I have a godaddy Server that has some MySQL databases and a mix of html/css/javascipt/php. I need to Export it all to a local In-House Dedicated Server that already has Lamp Stack installed. But I have had no luck finding out how to do so. if any one could lead me to a tutorial on how to do such a thing that would be fantastic, or give me some simple instructions would also be great.

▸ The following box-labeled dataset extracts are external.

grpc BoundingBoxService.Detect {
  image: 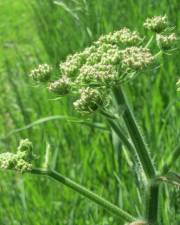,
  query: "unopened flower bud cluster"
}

[144,15,177,50]
[156,33,177,50]
[30,64,52,82]
[0,139,34,172]
[31,16,176,113]
[144,15,168,33]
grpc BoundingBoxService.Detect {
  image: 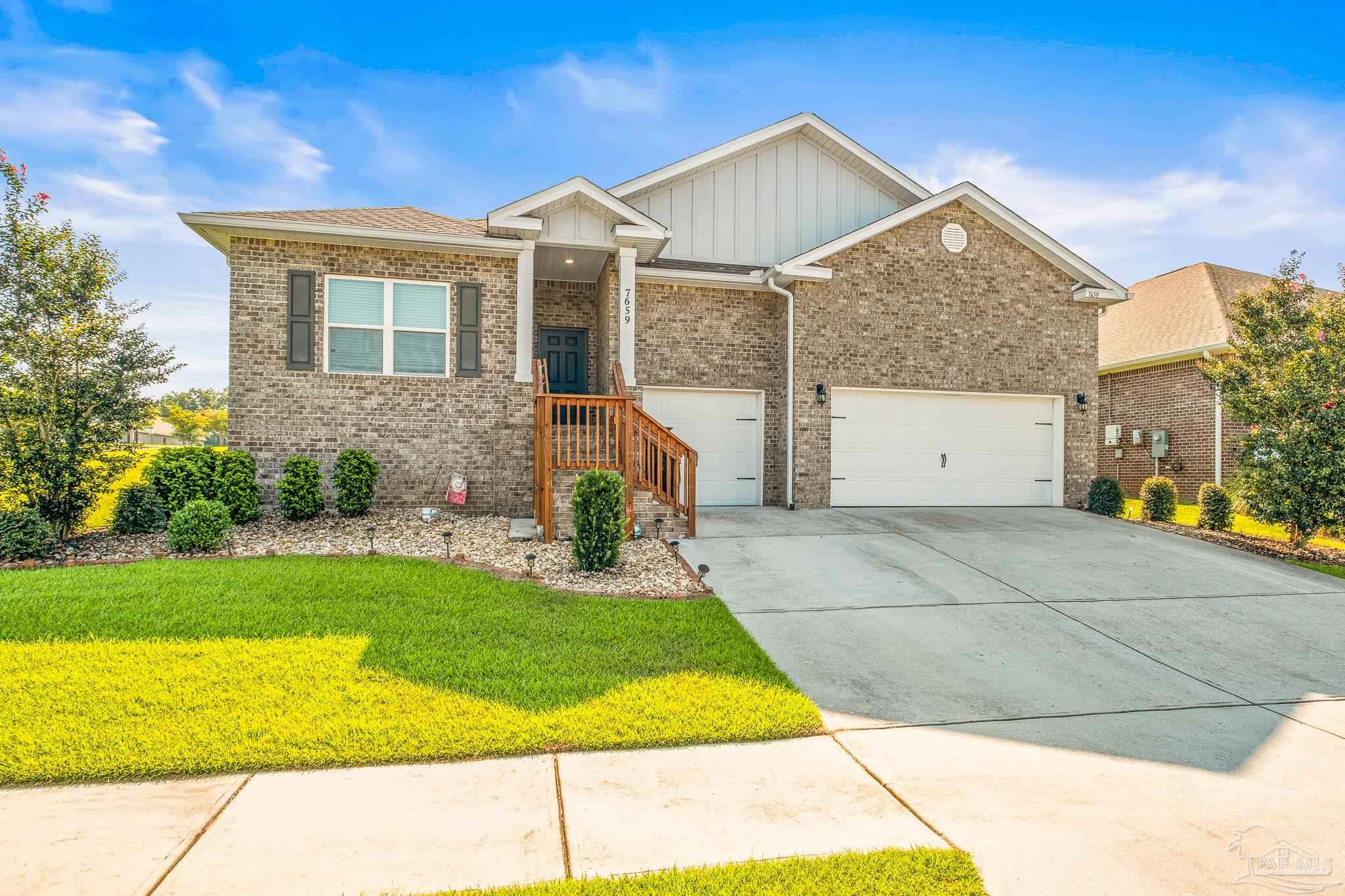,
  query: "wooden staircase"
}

[533,358,697,542]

"More specifics": I'm using the LAMP stack provided by bitnami.com that has a MySQL server and an Apache 2 here is a link to the stack that is being used: https://bitnami.com/stack/lamp

Feel free to ask specifying questions.

Thank you for replying.


----------



## brent.charlebois (May 8, 2007)

Maybe this will help:

https://www.digitalocean.com/community/tutorials/how-to-migrate-a-mysql-database-between-two-servers


----------



## gexacor (Jul 6, 2016)

gdfelt said:


> I have a godaddy Server that has some MySQL databases and a mix of html/css/javascipt/php. I need to Export it all to a local In-House Dedicated Server that already has Lamp Stack installed. But I have had no luck finding out how to do so. if any one could lead me to a tutorial on how to do such a thing that would be fantastic, or give me some simple instructions would also be great.


You need to backup your local web folder, MySQL databases and then restore them to the new server.

Take a look here for few examples.

It shouldn't be hard if you doesn't have more specifics like custom CGI applications so on.


----------